Sobre tudo, eu aprendi a me valorizar como mulher como nunca. Cresci em uma realidade tão machista sem ter muita consciência disso e parei no meio de um universo mais machista ainda. Sendo franca, eu não tinha ideia do quanto o machismo estava impregnado na minha realidade de antes, até ser submetida aos extremos à bordo. “É cultura Italiana!” uns diziam, “É o jeitinho espanhol de conseguirem a atenção” outros afirmavam, “é o charme português“, as meninas comentavam no crew bar entre uma cerveja e um desabafo, e eu queria literalmente dar um chute bem dado no meio das pernas de todos aqueles oficiais, gerentes e tripulantes no geral, que se viam no direito de dizer e fazer o que bem queria com uma moça cuja a bandeira na name tag era verde e amarelo (e me entristece lembrar, que era como se fosse sinônimo de mulher fácil atrás de um visto, mas isso não vem ao caso agora). Contudo, é nessas horas em que você é exposta a verdades tão descaradas, que você também descobre suas armas de defesas internas mais fortes. Você ecoa a sua voz mais imponente! Você escolhe entre se submeter ou ser quem acredita e honrar suas as escolhas da melhor forma possível.

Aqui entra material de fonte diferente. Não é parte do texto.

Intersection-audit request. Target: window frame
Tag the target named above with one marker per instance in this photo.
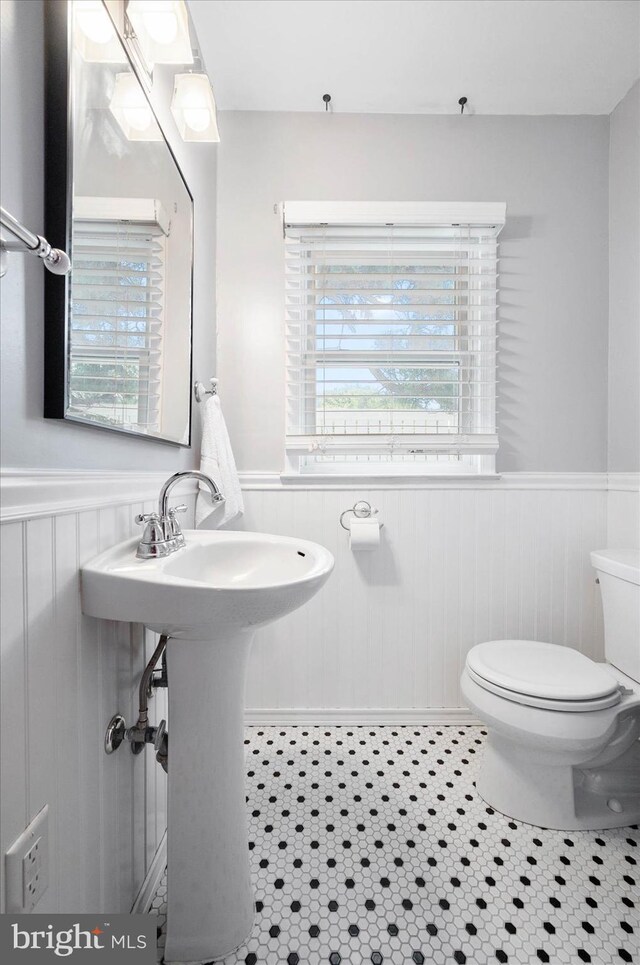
(475, 406)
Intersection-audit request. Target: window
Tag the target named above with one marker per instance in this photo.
(116, 333)
(391, 337)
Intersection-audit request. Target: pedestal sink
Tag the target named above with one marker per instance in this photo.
(208, 598)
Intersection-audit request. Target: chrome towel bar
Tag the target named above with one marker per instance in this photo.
(56, 260)
(200, 392)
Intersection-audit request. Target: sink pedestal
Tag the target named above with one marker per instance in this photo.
(210, 905)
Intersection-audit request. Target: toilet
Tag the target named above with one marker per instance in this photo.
(563, 747)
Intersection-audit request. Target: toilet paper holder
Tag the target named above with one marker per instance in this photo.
(361, 510)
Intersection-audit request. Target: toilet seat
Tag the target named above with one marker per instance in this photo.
(542, 675)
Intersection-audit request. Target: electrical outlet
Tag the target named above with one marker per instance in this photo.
(27, 865)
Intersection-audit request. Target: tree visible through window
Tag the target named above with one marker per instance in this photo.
(391, 344)
(117, 320)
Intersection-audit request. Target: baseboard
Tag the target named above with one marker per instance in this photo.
(401, 716)
(150, 885)
(624, 482)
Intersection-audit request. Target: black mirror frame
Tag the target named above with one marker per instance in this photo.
(58, 213)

No Crew Bar – Dia de Navegação (Foto: Arquivo Pessoal)

Eu escolhia ficar

Não consigo enumera a quantidade de vezes que entrava no elevador e subia ao RH para pedir demissão. Tinha dias (quase todos os dias) que uma voz me dizia: “você não precisa passar por isso!“, eu me sentia tão decidida a vir embora, mas aí quando chegava no 4 º andar e caminhava pelo deck dos botes salva-vidas e ficava presa na vista daquelas águas, enquanto íamos de um porto à outro, uma voz mais forte do que a anterior dizia no meu peito: “você precisa de mais!“. Eu me lembrava de casa, dos meus pais, do meu irmão, dos meus amigos, da igreja, de tudo e a saudade apertava sem dó, mas eu já estava longe demais de tudo e não era só geograficamente e temia o retorno, tanto quanto o desejava.

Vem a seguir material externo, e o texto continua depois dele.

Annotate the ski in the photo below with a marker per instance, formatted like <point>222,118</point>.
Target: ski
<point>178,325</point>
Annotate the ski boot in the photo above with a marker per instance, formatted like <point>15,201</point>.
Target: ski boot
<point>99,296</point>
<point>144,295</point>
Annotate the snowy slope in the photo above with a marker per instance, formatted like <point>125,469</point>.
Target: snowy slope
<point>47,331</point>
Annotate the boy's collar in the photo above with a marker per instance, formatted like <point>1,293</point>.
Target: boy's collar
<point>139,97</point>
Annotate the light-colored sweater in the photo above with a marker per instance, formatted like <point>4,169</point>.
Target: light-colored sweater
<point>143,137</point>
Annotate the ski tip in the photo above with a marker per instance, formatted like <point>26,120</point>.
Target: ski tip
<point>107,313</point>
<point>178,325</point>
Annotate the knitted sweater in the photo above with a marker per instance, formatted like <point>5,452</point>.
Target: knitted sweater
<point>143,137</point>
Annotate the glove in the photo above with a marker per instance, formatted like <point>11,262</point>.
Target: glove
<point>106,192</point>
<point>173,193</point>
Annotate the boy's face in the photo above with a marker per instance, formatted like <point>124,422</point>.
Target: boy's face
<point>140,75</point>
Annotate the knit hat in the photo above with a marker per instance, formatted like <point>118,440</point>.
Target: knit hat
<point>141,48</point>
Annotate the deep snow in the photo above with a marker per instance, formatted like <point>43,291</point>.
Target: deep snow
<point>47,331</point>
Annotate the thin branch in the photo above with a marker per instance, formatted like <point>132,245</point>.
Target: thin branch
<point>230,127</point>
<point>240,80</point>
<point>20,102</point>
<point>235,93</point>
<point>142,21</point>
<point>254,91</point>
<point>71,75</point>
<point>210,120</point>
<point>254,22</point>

Todo mundo tem um tempo de maturação, mesmo que no meio do processo, a gente pareça não aguentar mais. E a verdade é que a cada cruzeiro (exatos 7 dias), a vida à bordo se renova. A cada leva de passageiros que desembarcava e uma nova leva que embarcava, eu sentia que podia dar conta de mais uma semana. E impressionantemente, eu dava!

De semana em semana até completar os nove meses (e acredite, se não fosse as regras burocráticas, eu teria ficado mais). Dois navios. Onze países (30 cidades). Um amor. Bons amigos. Despedidas semanais na gangway. Inumeras histórias e encontros aleatórios. Poucas fotos (deveria ter tirado mais). Caminhadas, subidas… e muitas vezes estar perdida entre uma viela e outra na Italia ou em becos na Grécia. Mergulhos em águas quentes e em águas muito frias de doer os ossos. Muitos sabores e cafés acompanhados de croissant de chocolate. Gargalhadas altas à ouvir longe. Lágrimas a transbordar os mares. Convivência intensa com 4 a 5 mil pessoas de diferentes nacionalidades diariamente. Vinho, muito vinho no crew bar. Solidão. Todos os dias sol. A paz do contemplar nascer do Sol inesquecíveis! Som das águas raspando o casco do navio (como chuva grossa que banha a janela). Rastro deixado no mar a perder de vista. Sonhos grandes nascendo no peito a perder de vista.


Nascer do Sol – Mar Mediterrâneo (Foto: Arquivo Pessoal)

Eu nunca mais fui a mesma! E como haveria de ser, não é?

Aí você volta. Você não vê nada mais como antes. Você não se encaixa. Você não sente, como sentia. O que doe hoje, é a sensação do tempo que passa depressa, a percepção de que estou envelhecendo e todos os sonhos da mulher corajosa que me tornei a borda ficando para trás. Não sei como voltar à ser quem era (e na verdade nem quero), mas criar uma nova realidade para a versão atual, se torna a cada dia mais surreal (meu Deus, como isso me atormenta!). E eu que pensei que partir era o meu maior desafio! Quanta ingenuidade essa minha. O maior desafio mesmo é voltar e dar conta de se encaixar ou remodelar a vida que ficou para trás. Sempre penso no tabuleiro de um quebra-cabeças. Um dia eu era de uma forma. Nove meses depois, eu não era mais. Voltei e o tabuleiro continuou o mesmo. O meu espaço vazio exatamente igual, mas eu toda alterada não coube, e doe todo dia tentar me encaixar.

Não há arrependimentos do tempo que me transformou. Mas temo pelo o tempo que já é presente, dos dias do depois das quarenta semanas, que nunca mais pareceram ser suficientes.